The WHO classifies medulloblastoma as one of five embryonal tumors, each of which share a primitive 'embryonal' cellular morphology, and are classified as grade IV owing to their aggressive behavior. Classification of such tumors has been a source of great controversy, with many in the past considering medulloblastoma and supratentorial peripheral neuroectodermal tumors to be indistinguishable other than their anatomic location, and, as such, they were collectively called peripheral neuroectodermal tumors or 'PNETs'. Gene-array data from Pomeroy et al., however, confirm that medulloblastoma constitutes a distinct tumor type with a distinguishable molecular phenotype, and this is consistent with the abundant literature describing a unique developmental origin for the tumor, which is discussed below.

An insidious feature of medulloblastoma is its propensity to metastasize and disseminate through the subarachnoid space, with approximately 30% of children demonstrating cerebrospinal fluid (CSF) metastasis at diagnosis. Indeed, it was this metastatic feature that foiled treatment attempts for several decades following the original description of medulloblastoma in 1925 by Bailey and Cushing. Of Cushing's original series of 61 patients, only one patient survived for 3 years following surgery. It was only following the introduction of intensive craniospinal irradiation (CSI) that significant improvement in survival was reported, with Bloom et al. reporting a 32% survival rate at 5 years in 1969. Today, current treatment protocols that include surgery, CSI, and chemotherapy have achieved 5-year overall survival rates of around 60%, and these survival rates are much higher for standard-risk disease. Of those who do survive, however, nearly all experience debilitating side effects from radiation, including cognitive impairment, psychiatric disorders, endocrine dysfunction, and skeletal growth retardation. Despite recent advances in the delivery of radiation therapy using protons as opposed to photons, the late effects of radiation treatment remain a serious concern.

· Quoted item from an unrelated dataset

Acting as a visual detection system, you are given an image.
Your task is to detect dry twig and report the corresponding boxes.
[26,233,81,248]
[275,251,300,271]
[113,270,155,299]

In the current era of treating medulloblastoma, the challenge is to improve upon existing survival rates, particularly for those with high-risk disease, but also to minimize the life-altering side effects of treatment for those cured of the disease. An individual tumor's aggressiveness and sensitivity to treatment varies considerably, thereby complicating accurate risk assessment and the tailoring of treatment plans that achieve survivability while minimizing side effects. In order to better address the heterogeneity of tumor behavior, considerable effort has been made to assign risk based upon the biology of each tumor. In this article, we review the pathogenesis of medulloblastoma in order to provide context for the discussion of how the tumor biology might influence treatment decisions. We then discuss the current paradigm of stratifying patients for treatment by clinical parameters, and the shortcomings therein. The remainder of the Review concerns efforts to improve upon clinical risk stratification by using biologic variables, including histopathologic, cytogenetic, and molecular prognostic factors.